Mark Iacono (born November 24, 1966) is an American pizzaiolo, who founded the pizzeria Lucali in Carroll Gardens, Brooklyn in 2006. He has received national recognition for his restaurant and has since expanded to several locations around the country.

==Restaurant business==
Prior to starting Lucali, Iacono worked in construction and focused on granite and marble fabrication. Iacono rented out a candy store he frequented in his youth located on Henry St in Brooklyn. Iacono wanted to keep a local pizzeria. Other than his grandmother, Iacono said that Domenico "Dom" DeMarco of Di Fara Pizza was another inspiration for him, watching Dom take pizza to the next level. Iacono says when he started the restaurant he had no experience in the food industry, never having made a pizza in his life.

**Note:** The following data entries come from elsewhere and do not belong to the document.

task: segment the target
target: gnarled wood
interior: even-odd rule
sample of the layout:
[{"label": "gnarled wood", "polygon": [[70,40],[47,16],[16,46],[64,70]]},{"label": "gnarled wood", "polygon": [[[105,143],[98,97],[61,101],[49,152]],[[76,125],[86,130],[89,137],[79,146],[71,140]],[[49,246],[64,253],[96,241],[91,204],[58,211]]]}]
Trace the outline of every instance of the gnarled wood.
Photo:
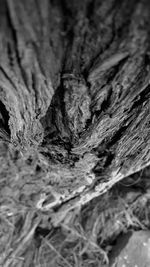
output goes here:
[{"label": "gnarled wood", "polygon": [[30,199],[57,224],[150,163],[150,3],[0,6],[1,136],[10,165],[20,152],[10,198],[18,186],[21,205]]}]

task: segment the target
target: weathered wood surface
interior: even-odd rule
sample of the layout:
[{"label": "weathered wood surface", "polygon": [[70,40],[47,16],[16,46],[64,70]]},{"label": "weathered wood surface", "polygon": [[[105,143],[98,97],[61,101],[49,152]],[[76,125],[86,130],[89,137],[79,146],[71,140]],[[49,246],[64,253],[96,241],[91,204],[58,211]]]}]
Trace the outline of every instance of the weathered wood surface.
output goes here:
[{"label": "weathered wood surface", "polygon": [[0,0],[13,199],[34,180],[34,207],[64,215],[150,164],[149,17],[148,0]]}]

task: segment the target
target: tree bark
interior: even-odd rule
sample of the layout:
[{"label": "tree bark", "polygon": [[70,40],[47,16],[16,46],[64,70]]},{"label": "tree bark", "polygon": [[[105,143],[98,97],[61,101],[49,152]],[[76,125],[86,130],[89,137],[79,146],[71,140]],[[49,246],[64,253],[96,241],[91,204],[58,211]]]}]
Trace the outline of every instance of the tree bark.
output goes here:
[{"label": "tree bark", "polygon": [[150,164],[150,3],[0,7],[2,199],[58,225]]}]

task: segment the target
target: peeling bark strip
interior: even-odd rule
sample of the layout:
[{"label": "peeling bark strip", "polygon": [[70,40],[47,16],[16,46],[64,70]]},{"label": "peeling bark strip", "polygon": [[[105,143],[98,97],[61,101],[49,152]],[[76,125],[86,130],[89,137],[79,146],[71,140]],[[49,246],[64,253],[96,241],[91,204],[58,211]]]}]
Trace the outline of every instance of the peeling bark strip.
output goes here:
[{"label": "peeling bark strip", "polygon": [[0,137],[47,166],[37,208],[80,206],[149,165],[149,1],[0,6]]}]

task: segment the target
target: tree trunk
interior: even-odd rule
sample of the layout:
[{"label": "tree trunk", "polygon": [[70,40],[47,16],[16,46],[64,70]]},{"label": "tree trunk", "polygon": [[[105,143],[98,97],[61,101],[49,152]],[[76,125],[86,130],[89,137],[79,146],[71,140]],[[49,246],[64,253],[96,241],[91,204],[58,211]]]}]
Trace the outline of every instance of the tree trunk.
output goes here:
[{"label": "tree trunk", "polygon": [[0,7],[1,209],[58,226],[150,163],[150,3]]}]

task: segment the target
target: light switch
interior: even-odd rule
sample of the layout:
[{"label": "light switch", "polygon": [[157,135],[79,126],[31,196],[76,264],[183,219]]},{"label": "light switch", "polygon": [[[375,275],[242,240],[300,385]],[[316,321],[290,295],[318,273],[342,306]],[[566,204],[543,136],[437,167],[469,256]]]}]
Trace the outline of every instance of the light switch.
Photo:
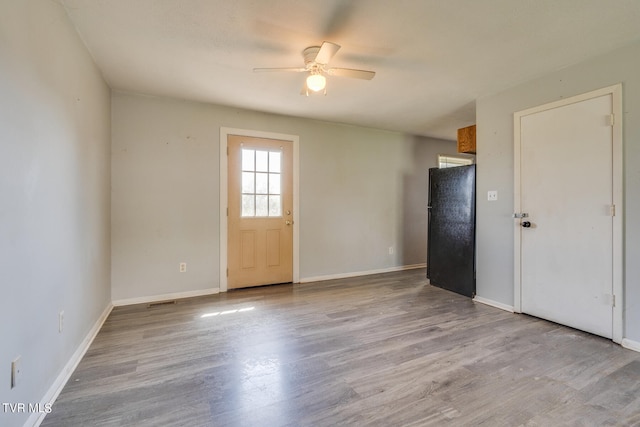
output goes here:
[{"label": "light switch", "polygon": [[487,200],[490,202],[495,202],[496,200],[498,200],[498,191],[497,190],[487,191]]}]

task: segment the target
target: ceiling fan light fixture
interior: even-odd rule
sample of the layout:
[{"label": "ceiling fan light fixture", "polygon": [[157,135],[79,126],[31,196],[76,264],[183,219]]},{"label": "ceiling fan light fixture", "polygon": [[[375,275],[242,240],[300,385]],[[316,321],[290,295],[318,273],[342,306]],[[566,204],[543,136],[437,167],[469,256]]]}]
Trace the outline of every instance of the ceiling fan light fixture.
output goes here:
[{"label": "ceiling fan light fixture", "polygon": [[254,68],[253,71],[291,71],[296,73],[306,73],[307,77],[304,81],[300,94],[307,96],[309,96],[309,92],[324,92],[326,95],[327,76],[371,80],[376,75],[375,71],[329,67],[329,61],[333,58],[338,49],[340,49],[340,45],[324,41],[322,42],[322,46],[309,46],[302,51],[304,67]]},{"label": "ceiling fan light fixture", "polygon": [[314,92],[319,92],[327,85],[327,79],[322,74],[311,74],[307,77],[307,87]]}]

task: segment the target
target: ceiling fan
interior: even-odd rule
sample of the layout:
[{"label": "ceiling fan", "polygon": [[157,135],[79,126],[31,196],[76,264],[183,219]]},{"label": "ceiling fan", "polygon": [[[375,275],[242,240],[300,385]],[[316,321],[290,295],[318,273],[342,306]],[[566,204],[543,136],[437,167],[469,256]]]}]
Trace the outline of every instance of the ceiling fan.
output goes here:
[{"label": "ceiling fan", "polygon": [[302,51],[304,67],[291,68],[254,68],[253,71],[292,71],[296,73],[308,73],[305,79],[302,95],[309,96],[309,91],[324,91],[327,94],[327,76],[351,77],[355,79],[371,80],[376,73],[374,71],[355,70],[353,68],[329,67],[329,61],[340,49],[340,45],[331,42],[322,42],[322,46],[309,46]]}]

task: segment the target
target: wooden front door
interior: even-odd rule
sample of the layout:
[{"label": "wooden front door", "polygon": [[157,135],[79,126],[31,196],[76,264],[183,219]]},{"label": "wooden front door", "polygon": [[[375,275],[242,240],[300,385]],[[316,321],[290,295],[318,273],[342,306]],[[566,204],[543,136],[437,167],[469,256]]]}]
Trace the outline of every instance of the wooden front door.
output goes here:
[{"label": "wooden front door", "polygon": [[292,282],[292,143],[229,135],[227,146],[227,287]]}]

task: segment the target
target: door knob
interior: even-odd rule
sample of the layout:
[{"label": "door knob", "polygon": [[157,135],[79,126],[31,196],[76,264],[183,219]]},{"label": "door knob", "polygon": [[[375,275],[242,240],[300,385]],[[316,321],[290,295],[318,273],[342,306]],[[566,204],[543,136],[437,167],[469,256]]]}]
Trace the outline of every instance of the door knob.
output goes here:
[{"label": "door knob", "polygon": [[291,225],[291,224],[293,224],[293,221],[286,220],[284,223],[287,224],[287,225]]},{"label": "door knob", "polygon": [[529,221],[522,221],[521,224],[524,228],[530,228],[531,227],[531,223]]}]

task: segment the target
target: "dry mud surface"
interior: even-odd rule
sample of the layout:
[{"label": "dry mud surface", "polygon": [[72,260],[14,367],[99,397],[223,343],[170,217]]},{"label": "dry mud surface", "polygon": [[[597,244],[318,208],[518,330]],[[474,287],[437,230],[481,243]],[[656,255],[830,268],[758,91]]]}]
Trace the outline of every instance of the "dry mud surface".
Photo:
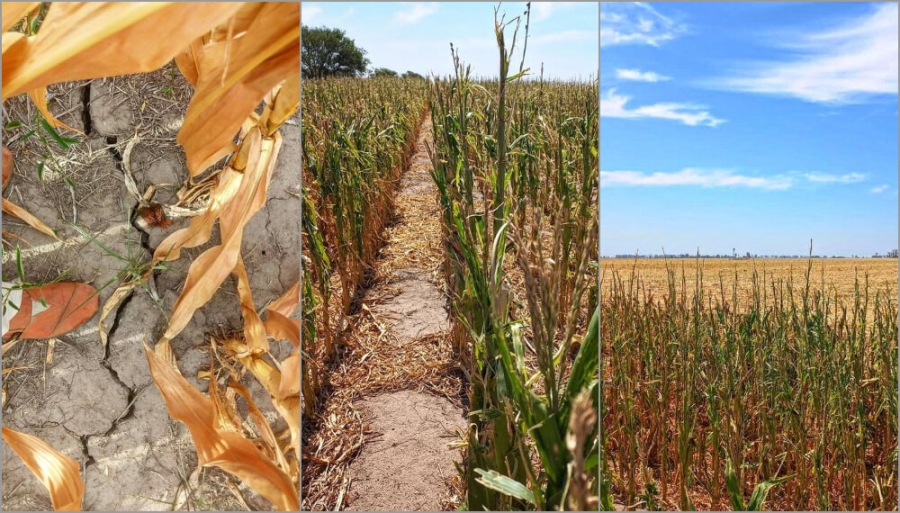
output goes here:
[{"label": "dry mud surface", "polygon": [[[100,290],[100,304],[116,288],[127,263],[81,236],[89,231],[110,250],[138,262],[189,218],[146,232],[133,224],[137,205],[125,187],[121,160],[126,155],[135,183],[143,192],[157,186],[154,201],[174,203],[188,179],[184,153],[175,137],[191,87],[169,64],[145,75],[93,80],[50,88],[50,110],[61,121],[87,133],[68,151],[47,149],[23,129],[4,129],[3,140],[16,158],[13,180],[4,196],[59,230],[57,243],[18,219],[4,217],[4,239],[22,248],[28,281],[44,282],[64,271],[65,280],[84,281]],[[4,105],[4,127],[15,119],[34,125],[34,109],[24,98]],[[72,134],[66,133],[67,136]],[[256,307],[279,297],[299,279],[300,129],[295,117],[282,127],[269,199],[244,231],[242,254]],[[43,179],[38,162],[45,160]],[[65,180],[74,184],[71,187]],[[20,237],[16,239],[15,237]],[[27,242],[26,242],[27,241]],[[169,418],[153,385],[143,344],[165,331],[167,317],[183,286],[190,263],[218,243],[217,230],[207,244],[184,251],[170,269],[157,271],[158,300],[136,289],[107,319],[109,347],[98,335],[99,312],[72,333],[47,341],[20,341],[3,357],[4,368],[24,367],[4,376],[8,402],[3,425],[34,434],[82,466],[86,510],[245,510],[271,505],[239,481],[216,469],[196,469],[196,453],[185,426]],[[8,249],[8,247],[7,247]],[[16,276],[14,253],[4,251],[3,277]],[[202,391],[197,373],[209,366],[209,334],[242,326],[235,283],[225,281],[173,342],[182,374]],[[287,342],[273,345],[283,359]],[[243,380],[273,428],[285,427],[268,394],[247,375]],[[2,450],[4,510],[49,510],[46,490],[8,447]]]}]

In 2011, Iacono was involved in a knife fight with ex-con and mobster Batista "Benny" Geritano. The fight was rumored to be over a shakedown from the mob wanting a cut of Iacono's profits. The altercation occurred at Joe's Superette, an old-fashioned store located at the corner of Carroll and Smith street.

Iacono has starred in multiple shows including Netflix's Ugly Delicious, The Pizza Show and Munchies. He has appeared a few times with pizzaiolo Frank Pinello. One of his favorite Italian comfort foods is the English muffin pizza.